Sonja-Verena Albers | |
Workplaces: | University of Groningen University of Freiburg |
Alma Mater: | University of Groningen University of Würzburg Max Planck Institute of Biochemistry |
Thesis Title: | Sugar transport in the thermoacidophilic archaeon Sulfolobus solfataricus |
Thesis Url: | https://worldcat.org/en/title/67155780 |
Thesis Year: | 2001 |
Sonja-Verena Albers is a German microbiologist who is a professor at the University of Freiburg. Her research focuses on the cell biology of the archaea Sulfolobus acidocaldarius and Haloferax volcanii. She was elected Fellow of the American Society for Microbiology in 2023.

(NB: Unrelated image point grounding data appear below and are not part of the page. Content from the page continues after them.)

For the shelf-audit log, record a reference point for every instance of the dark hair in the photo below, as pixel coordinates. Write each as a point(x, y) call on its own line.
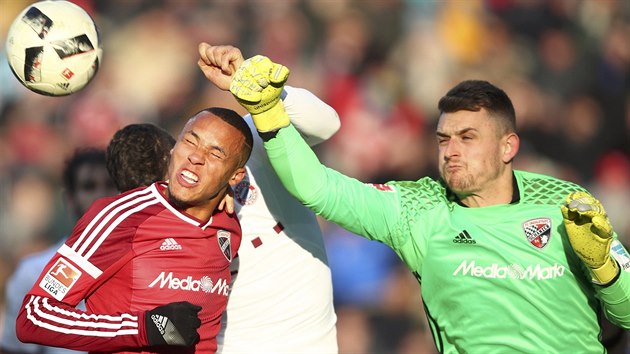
point(138, 155)
point(81, 157)
point(234, 119)
point(473, 95)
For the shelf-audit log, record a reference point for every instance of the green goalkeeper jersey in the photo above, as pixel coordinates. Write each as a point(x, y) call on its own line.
point(498, 279)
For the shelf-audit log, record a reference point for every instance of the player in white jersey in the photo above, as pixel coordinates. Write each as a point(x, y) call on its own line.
point(282, 299)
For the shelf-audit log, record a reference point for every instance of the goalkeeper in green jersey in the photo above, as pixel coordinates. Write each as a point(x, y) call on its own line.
point(509, 261)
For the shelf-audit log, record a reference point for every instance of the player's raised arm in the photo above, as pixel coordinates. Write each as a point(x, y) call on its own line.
point(257, 86)
point(592, 238)
point(314, 119)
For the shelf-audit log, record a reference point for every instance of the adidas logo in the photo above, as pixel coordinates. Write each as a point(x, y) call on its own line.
point(170, 244)
point(464, 237)
point(160, 322)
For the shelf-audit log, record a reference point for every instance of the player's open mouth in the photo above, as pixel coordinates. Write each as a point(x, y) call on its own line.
point(189, 177)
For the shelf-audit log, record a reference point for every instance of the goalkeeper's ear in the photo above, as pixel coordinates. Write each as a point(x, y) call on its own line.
point(511, 144)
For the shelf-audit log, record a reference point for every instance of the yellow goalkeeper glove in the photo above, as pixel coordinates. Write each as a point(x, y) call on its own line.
point(590, 234)
point(257, 86)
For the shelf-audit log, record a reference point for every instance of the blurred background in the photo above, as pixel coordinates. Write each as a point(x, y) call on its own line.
point(383, 65)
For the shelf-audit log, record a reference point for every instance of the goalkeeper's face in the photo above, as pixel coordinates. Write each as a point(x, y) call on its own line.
point(472, 152)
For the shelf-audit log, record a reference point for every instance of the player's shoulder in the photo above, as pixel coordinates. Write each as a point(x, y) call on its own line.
point(537, 188)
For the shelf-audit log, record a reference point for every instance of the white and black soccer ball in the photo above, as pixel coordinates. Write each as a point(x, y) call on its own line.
point(53, 48)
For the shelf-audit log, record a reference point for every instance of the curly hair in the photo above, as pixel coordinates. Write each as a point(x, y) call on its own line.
point(138, 155)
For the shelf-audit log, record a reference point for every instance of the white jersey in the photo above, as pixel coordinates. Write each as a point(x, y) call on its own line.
point(282, 297)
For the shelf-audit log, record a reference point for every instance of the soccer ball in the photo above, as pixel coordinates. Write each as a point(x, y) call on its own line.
point(53, 48)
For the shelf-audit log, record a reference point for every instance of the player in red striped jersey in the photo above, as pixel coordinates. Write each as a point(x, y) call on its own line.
point(163, 244)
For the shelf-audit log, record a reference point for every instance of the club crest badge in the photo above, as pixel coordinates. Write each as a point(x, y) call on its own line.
point(538, 231)
point(223, 237)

Albers attended high school in Hamburg.[1] She studied biology at the University of Würzburg, during which time she completed an internship at the Max Planck Institute of Biochemistry and became interested in Archaea. In Munich, she met a researcher from the Netherlands who studied Archaea, and their research interested her so much she moved to the University of Groningen. She completed her doctoral research in molecular microbiology at the University of Groningen, where she studied sugar transport in Sulfolobus solfataricus. After graduating she was made a Dutch Research Council postdoctoral researcher.
In 2006, Albers was awarded a Dutch Research Council VIDI grant to establish her own group at the University of Groningen. She moved to the Max Planck Institute for Terrestrial Microbiology in 2008, where her research interests moved to understanding the archaea cell envelope.[2] In 2014 she was made a professor of microbiology at the University of Freiburg.
Albers has investigated the structure-property relationships of archaea[3] and the molecular mechanisms that underpin the transmission of environmental cues to its motility structure.[4] Archaea, one of the three domains of life, are single-cell life forms without a nucleus.[5] They adapt to extreme living conditions (e.g. hot sulphur springs, salty lakes), are found in a variety of environments around the world. Albers' research uncovered the structure of proteins used by archaea to decide which direction to swim.[6] She has studied fossils of archaea, which provide evidence of at least 3.5 billion years of life on Earth.[7]
Albers used cryogenic electron microscopy to unravel the structure of archaea thread.[8] Her work showed that the subunits of threads are interconnected via donor strand complementation, they have evolved differently from one another.